Early map for my first proper AD&D campaign

Shortly after, I picked up a copy of The Temple of Elemental Evil, and my first real RPG campaign started as I fitted that adventure into my own setting. I consider this to be where I started to learn to really GM – NPCs had their own backgrounds and goals, and the world reacted to what the players were doing. Over the next couple of years I ran that campaign, continuing after the ToEE adventure was over. Characters died and were replaced, and we had several Total Party Kills over the course of it (including a memorable session where 6th level characters decided they wanted to fight a lich).

I even took notes from each session I ran, keeping a timeline of events which I could refer back to later.

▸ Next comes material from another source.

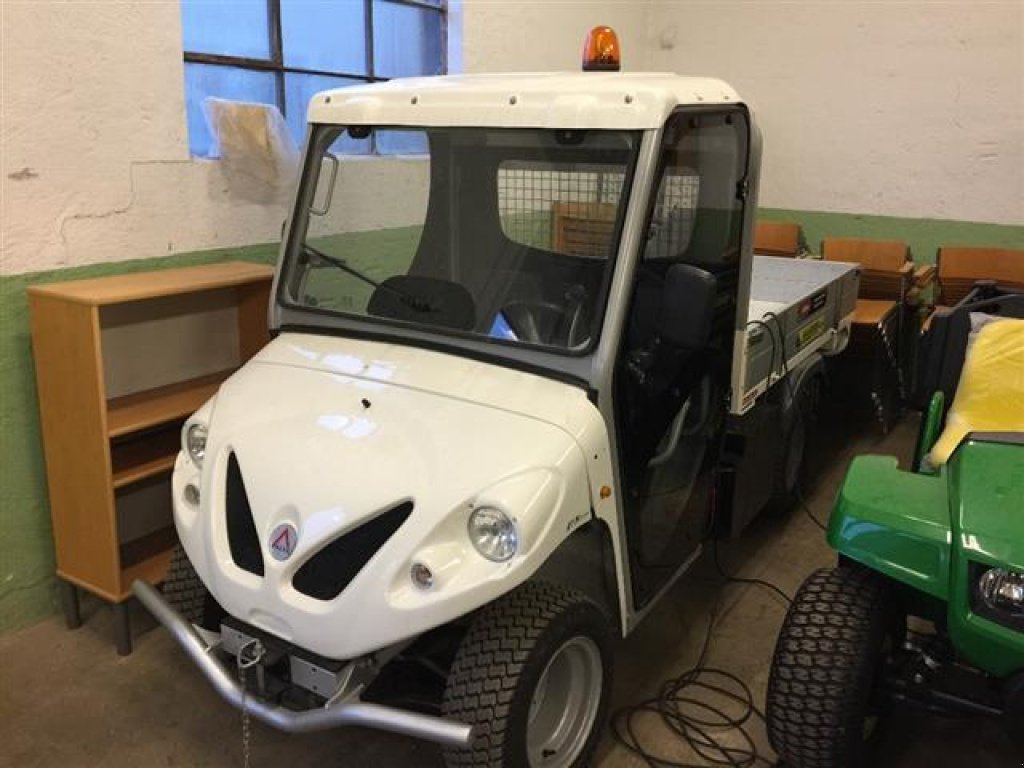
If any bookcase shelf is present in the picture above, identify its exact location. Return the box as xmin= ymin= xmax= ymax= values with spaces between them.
xmin=106 ymin=369 xmax=234 ymax=437
xmin=29 ymin=262 xmax=273 ymax=654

Many years later I decided I didn’t need these notes anymore – something I now very much regret.

Though I spent far longer playing D&D Basic/Expert or AD&D 1st edition, the 2nd Edition of AD&D is the one I consider to have learned to game with. It was a cleaner, more consistent set of rules, and I was mature enough to understand and make use of them. We also started playing outside of school, so started to have more time for longer and more in depth sessions.

It was probably sometime in late 1990 that we started playing with systems which weren’t based on Dungeons and Dragons, and also when I did most of my gaming. However, I’ll leave that for a later post.